# Jamaica (Queens) to Farmingdale



## tjlamphere (Apr 20, 2009)

I am going to the U.S. Open Golf Tournament at Bethpage State Park. Staying near Bethpage is too expensive, plus everything is booked, so I want to stay about a 20 - 30 minute train ride away...I think that puts me near Jamaica. Can I get a train from there to Farmingdale fairly easily? Is the train station near a place where there might be hotels nearby? How can I get the address to try to find a hotel within walking distance from the train station ?????


----------



## the_traveler (Apr 20, 2009)

You might want to try this list of hotels.


----------



## jis (Apr 20, 2009)

Lots of LIRR trains from Jamaica to Farmingdale. Farmingdale is on the Main Line and almost all service to Ronkonkoma calls at Farmingdale. You will have at least hourly service most of the day and more frequent at certain times during the day.


----------



## 4krysia (Apr 20, 2009)

jis said:


> Lots of LIRR trains from Jamaica to Farmingdale. Farmingdale is on the Main Line and almost all service to Ronkonkoma calls at Farmingdale. You will have at least hourly service most of the day and more frequent at certain times during the day.

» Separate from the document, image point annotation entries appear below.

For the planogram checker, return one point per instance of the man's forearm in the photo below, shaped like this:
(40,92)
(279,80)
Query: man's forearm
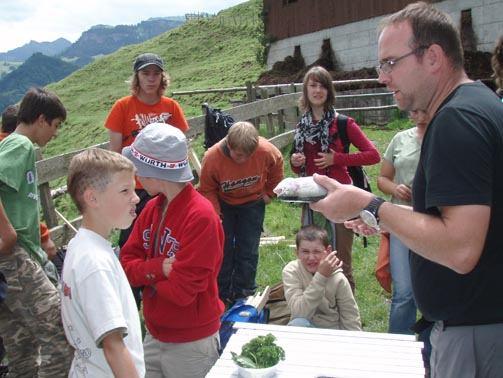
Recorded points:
(455,239)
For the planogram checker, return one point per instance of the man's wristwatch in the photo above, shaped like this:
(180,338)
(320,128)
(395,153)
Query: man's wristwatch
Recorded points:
(369,214)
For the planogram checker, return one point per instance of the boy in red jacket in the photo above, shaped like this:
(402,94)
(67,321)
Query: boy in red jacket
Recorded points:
(175,250)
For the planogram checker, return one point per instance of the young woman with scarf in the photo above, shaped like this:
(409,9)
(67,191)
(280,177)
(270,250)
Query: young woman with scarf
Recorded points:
(318,149)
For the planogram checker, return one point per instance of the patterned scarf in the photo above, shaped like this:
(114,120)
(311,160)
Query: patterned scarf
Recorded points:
(310,132)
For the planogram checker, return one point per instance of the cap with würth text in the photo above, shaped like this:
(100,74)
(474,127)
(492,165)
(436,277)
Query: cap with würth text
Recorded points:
(160,151)
(147,59)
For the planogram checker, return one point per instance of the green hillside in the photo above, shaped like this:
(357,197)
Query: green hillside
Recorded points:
(216,52)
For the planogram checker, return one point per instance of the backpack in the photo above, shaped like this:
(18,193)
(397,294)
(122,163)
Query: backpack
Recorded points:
(276,306)
(239,312)
(357,173)
(216,125)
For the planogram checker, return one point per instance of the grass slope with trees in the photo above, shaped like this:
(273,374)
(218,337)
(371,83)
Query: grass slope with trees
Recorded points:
(211,53)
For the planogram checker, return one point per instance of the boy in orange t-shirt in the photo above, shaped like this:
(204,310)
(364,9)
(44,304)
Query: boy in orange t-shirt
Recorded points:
(130,114)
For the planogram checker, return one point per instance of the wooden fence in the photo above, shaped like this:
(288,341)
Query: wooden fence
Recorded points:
(367,106)
(57,167)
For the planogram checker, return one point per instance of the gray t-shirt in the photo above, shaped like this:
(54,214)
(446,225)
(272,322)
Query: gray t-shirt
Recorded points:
(403,153)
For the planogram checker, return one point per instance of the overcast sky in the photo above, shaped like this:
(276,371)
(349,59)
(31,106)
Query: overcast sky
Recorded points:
(47,20)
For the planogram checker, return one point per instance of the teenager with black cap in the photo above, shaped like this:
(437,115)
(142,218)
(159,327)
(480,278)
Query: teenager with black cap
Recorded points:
(146,104)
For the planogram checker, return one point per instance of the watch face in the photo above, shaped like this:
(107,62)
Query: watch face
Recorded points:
(368,218)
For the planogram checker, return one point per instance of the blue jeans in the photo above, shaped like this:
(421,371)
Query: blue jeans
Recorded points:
(242,227)
(403,306)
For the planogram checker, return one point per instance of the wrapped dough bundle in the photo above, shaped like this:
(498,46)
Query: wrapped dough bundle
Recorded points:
(299,189)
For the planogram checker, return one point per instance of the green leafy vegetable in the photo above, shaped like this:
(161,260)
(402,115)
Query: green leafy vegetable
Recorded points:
(260,352)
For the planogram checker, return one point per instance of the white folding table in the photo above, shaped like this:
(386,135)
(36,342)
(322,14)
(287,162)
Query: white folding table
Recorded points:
(315,352)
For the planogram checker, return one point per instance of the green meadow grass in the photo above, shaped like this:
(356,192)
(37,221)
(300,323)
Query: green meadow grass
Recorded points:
(211,53)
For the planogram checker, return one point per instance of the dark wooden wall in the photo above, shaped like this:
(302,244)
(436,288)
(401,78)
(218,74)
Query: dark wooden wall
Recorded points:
(289,18)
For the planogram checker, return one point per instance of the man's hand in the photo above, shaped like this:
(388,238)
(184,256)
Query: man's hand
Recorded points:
(50,248)
(342,201)
(403,192)
(360,227)
(329,264)
(167,265)
(325,160)
(298,159)
(8,235)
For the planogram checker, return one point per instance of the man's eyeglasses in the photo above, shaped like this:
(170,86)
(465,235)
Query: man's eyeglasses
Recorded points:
(387,66)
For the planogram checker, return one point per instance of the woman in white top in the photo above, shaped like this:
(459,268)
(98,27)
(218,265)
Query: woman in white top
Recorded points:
(397,174)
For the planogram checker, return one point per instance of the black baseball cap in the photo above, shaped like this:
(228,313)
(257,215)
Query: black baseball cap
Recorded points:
(147,59)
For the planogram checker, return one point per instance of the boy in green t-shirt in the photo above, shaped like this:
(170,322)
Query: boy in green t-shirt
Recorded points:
(30,321)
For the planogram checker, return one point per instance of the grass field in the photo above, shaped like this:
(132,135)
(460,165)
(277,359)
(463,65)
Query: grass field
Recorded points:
(213,53)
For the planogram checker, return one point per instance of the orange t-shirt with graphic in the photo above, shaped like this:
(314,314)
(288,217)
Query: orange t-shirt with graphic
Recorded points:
(129,115)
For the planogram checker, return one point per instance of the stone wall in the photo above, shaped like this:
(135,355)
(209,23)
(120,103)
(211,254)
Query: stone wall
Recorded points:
(355,44)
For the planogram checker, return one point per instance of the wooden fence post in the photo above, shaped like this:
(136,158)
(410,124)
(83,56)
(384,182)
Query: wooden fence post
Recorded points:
(264,94)
(251,97)
(281,113)
(46,201)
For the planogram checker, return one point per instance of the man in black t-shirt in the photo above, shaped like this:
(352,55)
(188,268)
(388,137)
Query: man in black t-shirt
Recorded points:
(453,229)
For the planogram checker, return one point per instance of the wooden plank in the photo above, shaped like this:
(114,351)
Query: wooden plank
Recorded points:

http://lirr42.mta.info/sfweb/faces/index.jspx , pick your station, date, and good to go.


----------



## tp49 (Apr 21, 2009)

I would just like to suggest to you that Jamaica is not the safest of areas in NYC. Most of the hotels near the Jamiaca LIRR station would be those at JFK airport a few miles south of the station. It would probably require use of the airtrain to get between there and Jamaica LIRR at $5 a trip. I'd suggest either looking in Manhattan or at some other location on Long Island. Maybe near Mac Arthur Airport in Ronkonkoma for example as it's safer then Jamaica and on the same LIRR branch.


----------



## Guest (May 2, 2009)

Just so you know, there will be extra trains to Farmingdale and a shuttle bus to Bethpage St. Park.

http://www.mta.info/lirr/TrainTalk/


----------